When asked to differentiate, the solution should present a clear comparison based on key economic parameters. A complete answer would compare the two on the following basis:

  • Meaning: An inflationary gap occurs when Aggregate Demand (AD) exceeds Aggregate Supply (AS) at the full employment level. A deflationary gap occurs when AD is less than AS at the full employment level.
  • Economic Condition: The inflationary gap signifies excess demand, leading to inflation. The deflationary gap signifies deficient demand, leading to deflation and rising unemployment.
  • Impact on Output: In an inflationary gap, real output does not increase as the economy is already at full employment. In a deflationary gap, output is lower than the potential full employment output.
  • Equilibrium: The inflationary gap leads to an equilibrium level of income that is beyond full employment only in nominal terms.
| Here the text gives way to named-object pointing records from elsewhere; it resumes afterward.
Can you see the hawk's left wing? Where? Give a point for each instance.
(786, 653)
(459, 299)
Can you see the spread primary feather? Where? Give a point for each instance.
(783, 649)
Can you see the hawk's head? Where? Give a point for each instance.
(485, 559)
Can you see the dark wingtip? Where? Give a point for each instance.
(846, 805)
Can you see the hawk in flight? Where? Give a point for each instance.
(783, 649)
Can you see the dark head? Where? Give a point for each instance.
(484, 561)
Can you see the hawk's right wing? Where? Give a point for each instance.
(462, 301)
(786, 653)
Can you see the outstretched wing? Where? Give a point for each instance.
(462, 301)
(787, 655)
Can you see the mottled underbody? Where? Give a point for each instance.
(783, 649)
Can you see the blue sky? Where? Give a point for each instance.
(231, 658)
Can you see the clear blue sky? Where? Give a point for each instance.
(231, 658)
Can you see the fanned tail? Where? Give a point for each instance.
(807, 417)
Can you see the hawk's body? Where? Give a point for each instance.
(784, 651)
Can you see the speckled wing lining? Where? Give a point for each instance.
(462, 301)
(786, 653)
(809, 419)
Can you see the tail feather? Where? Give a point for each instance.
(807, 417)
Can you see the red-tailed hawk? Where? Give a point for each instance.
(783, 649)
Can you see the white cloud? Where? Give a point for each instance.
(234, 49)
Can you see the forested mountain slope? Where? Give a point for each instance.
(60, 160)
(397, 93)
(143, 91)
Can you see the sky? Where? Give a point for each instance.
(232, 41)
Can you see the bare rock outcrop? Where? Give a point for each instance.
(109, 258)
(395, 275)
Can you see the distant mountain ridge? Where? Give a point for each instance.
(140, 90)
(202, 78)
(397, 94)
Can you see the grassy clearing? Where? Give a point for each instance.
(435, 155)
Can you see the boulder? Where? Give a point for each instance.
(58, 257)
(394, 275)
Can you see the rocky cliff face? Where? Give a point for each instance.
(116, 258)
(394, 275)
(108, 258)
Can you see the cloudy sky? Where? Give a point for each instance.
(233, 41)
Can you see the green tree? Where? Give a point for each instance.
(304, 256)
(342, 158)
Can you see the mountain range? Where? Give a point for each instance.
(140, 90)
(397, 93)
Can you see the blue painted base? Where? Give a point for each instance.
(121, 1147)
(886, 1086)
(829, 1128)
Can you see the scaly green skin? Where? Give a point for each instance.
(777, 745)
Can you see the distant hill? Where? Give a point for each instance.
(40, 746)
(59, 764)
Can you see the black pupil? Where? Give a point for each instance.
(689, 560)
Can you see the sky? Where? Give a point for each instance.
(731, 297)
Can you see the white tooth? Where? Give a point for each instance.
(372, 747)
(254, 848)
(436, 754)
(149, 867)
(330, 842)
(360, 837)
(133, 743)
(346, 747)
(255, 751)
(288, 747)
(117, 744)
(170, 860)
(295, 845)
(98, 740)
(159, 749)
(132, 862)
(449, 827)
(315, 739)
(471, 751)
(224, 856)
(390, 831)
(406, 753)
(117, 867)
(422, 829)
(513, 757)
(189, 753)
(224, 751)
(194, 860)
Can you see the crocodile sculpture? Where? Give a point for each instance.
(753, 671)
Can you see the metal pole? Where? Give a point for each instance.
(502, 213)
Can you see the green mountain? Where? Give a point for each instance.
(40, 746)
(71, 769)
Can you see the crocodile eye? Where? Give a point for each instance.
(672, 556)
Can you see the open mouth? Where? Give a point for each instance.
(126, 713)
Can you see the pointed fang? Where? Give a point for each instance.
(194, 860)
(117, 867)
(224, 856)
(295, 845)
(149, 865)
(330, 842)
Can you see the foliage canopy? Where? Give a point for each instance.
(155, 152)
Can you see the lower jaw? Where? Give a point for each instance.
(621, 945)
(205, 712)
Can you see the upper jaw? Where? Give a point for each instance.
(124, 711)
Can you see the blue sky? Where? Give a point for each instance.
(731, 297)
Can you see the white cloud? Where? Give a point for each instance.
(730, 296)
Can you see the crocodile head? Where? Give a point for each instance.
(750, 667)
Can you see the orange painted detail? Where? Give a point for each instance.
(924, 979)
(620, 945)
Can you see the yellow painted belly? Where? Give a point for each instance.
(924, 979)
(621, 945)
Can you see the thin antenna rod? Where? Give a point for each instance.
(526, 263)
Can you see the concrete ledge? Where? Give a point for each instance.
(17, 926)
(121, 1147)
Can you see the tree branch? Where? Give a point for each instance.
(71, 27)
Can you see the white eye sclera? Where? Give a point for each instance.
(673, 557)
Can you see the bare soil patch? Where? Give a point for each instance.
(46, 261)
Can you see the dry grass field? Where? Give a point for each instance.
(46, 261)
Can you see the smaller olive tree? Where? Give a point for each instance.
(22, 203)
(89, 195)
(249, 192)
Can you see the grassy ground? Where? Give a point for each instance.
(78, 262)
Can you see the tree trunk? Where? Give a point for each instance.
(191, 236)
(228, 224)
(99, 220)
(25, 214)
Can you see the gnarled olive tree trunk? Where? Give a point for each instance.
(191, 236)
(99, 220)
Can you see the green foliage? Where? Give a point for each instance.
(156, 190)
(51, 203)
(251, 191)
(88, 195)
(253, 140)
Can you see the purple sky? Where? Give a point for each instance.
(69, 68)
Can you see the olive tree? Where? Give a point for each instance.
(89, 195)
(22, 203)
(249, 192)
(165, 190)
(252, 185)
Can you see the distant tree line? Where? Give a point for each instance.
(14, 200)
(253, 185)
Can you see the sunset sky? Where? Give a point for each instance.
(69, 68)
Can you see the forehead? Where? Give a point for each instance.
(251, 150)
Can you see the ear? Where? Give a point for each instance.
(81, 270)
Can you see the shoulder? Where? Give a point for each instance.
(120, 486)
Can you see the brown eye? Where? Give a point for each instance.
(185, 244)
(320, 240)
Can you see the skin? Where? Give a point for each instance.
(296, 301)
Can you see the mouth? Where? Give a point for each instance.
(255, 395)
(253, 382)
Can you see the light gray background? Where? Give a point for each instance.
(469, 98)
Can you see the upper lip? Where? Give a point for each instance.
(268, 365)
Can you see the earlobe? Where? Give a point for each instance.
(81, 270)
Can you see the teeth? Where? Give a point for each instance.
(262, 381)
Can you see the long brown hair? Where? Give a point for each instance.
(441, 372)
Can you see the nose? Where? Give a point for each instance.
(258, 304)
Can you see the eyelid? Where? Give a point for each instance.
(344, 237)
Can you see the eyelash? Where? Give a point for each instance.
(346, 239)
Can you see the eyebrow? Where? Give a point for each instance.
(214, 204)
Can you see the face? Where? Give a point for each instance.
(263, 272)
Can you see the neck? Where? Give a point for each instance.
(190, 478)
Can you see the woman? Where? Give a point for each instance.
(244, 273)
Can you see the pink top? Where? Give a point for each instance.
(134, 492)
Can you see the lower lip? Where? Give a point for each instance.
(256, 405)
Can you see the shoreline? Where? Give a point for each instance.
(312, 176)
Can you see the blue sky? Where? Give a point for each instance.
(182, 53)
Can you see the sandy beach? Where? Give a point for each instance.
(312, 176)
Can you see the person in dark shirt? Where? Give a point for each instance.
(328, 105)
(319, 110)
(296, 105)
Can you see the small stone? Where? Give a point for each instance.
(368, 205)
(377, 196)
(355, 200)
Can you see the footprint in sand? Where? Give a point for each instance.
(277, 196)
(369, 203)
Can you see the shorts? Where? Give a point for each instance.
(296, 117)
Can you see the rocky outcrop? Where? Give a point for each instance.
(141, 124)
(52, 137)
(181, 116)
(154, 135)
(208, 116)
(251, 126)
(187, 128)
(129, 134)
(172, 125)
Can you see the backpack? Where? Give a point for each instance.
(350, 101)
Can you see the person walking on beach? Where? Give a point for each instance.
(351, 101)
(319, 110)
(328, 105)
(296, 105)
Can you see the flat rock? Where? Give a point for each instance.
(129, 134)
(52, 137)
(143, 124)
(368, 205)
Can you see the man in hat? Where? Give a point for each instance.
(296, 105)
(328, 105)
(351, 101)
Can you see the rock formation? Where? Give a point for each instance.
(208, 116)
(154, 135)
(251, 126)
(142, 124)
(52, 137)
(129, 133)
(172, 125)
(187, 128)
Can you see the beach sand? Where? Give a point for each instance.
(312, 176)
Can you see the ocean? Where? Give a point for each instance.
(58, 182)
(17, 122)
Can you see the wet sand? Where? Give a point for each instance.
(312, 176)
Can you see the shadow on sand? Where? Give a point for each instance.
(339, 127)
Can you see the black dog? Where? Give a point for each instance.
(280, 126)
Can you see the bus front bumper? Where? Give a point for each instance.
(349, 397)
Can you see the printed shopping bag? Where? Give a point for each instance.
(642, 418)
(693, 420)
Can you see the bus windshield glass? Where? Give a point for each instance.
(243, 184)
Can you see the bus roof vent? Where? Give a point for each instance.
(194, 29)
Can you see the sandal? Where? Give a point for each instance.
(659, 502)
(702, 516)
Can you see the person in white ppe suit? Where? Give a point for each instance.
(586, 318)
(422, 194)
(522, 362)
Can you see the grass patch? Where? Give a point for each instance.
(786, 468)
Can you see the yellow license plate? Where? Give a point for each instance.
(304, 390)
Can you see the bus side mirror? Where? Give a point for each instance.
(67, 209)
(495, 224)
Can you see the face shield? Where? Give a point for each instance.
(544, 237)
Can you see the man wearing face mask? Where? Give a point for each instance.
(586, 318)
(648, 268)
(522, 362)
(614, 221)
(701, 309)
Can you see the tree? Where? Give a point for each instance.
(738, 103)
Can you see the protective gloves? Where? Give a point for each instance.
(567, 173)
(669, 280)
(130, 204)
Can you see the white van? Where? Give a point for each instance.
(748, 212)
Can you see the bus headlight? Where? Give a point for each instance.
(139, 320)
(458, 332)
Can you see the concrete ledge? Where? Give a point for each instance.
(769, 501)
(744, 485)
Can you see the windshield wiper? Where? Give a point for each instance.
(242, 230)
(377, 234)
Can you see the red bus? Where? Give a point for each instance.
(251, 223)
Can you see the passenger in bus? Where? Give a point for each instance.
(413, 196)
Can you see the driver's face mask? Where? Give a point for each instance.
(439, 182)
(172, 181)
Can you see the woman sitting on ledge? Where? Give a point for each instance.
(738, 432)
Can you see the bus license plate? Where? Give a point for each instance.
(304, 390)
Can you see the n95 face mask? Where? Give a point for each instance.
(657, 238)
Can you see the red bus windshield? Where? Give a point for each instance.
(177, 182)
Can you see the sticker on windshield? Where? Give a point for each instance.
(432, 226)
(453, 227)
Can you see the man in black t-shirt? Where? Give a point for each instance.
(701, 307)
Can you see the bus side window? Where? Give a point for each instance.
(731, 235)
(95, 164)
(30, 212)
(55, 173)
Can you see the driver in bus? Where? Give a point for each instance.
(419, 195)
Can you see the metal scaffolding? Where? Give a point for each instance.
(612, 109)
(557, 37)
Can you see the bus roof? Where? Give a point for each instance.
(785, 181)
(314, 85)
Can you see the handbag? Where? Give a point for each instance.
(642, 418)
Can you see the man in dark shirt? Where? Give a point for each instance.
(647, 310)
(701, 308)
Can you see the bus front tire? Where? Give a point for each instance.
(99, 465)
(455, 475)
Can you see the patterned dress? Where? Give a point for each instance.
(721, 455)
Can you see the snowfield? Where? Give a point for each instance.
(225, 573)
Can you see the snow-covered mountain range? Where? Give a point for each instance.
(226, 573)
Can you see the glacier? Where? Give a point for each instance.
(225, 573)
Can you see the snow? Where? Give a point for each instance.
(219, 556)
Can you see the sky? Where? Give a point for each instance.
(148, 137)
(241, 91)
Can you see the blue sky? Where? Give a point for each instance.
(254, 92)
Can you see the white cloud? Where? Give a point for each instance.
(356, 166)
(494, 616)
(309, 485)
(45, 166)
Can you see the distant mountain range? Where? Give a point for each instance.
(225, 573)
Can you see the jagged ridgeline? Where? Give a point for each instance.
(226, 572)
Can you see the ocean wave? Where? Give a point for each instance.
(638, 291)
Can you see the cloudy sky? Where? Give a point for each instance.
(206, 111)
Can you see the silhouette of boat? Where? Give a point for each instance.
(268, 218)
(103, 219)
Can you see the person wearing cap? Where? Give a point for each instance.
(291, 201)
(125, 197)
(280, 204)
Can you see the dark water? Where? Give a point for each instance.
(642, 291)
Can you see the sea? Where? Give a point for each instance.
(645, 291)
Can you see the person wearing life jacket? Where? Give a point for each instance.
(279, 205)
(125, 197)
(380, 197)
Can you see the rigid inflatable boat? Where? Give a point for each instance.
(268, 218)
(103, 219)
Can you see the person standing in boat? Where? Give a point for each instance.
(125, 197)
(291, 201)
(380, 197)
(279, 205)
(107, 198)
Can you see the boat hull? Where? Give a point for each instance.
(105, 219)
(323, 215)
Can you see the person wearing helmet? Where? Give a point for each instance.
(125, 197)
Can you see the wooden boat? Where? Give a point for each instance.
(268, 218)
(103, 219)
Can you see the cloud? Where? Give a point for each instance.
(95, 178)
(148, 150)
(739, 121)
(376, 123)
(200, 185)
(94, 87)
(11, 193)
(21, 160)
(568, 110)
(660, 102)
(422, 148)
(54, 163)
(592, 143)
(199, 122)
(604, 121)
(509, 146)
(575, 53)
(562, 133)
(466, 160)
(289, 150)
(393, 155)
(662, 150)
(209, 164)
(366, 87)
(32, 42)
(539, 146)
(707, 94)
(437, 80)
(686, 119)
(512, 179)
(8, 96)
The deflationary gap leads to an underemployment equilibrium.

5. Why is simply stating "the central bank sells securities" an incomplete answer for solving how Open Market Operations (OMO) correct excess demand?

This statement is incomplete because it misses the crucial transmission mechanism, which is key to a full-marks answer. The correct, step-by-step explanation for solving the problem is:

  • The central bank sells government securities in the open market.
  • Commercial banks buy these securities, which leads to a transfer of funds from commercial banks to the central bank.
  • This reduces the cash reserves and liquidity of commercial banks, thereby contracting their lending capacity.
  • With less money to lend, commercial banks are forced to increase their lending rates.
  • Higher interest rates make borrowing more expensive, which discourages both consumption and investment demand.
  • This leads to a fall in Aggregate Demand, helping to close the inflationary gap.

6. How does the concept of the 'investment multiplier' from the previous chapter connect to solving the problem of a deflationary gap?

The connection is critical for determining the precise scale of intervention needed to solve a deflationary gap. While we know that increasing government spending (G) or investment (I) can close the gap, the investment multiplier (K) tells us by how much. The formula is ΔY = K × ΔI (or ΔG). This shows that the final increase in income (ΔY) will be a multiple of the initial injection of investment or spending. Therefore, to close a deflationary gap of, say, ₹1000 crore, the government doesn't need to increase spending by the full ₹1000 crore. It needs to calculate the required initial injection based on the value of the multiplier (which depends on the Marginal Propensity to Consume). Understanding this prevents policy overcorrection and is a crucial part of a comprehensive solution.

7. When solving problems, what is a common error in applying the 'Margin Requirement' as a tool to correct deficient demand?

A common error is to incorrectly state the direction of change or to provide a vague explanation. To solve the problem of deficient demand, the central bank must decrease the margin requirement. The correct, detailed solution is: The margin is the difference between the market value of the security offered for a loan and the amount of the loan granted. By reducing the margin (e.g., from 30% to 20%), the central bank allows borrowers to get a larger loan amount for the same value of collateral. This encourages more borrowing for investment and consumption, which in turn increases Aggregate Demand and helps correct the deflationary gap.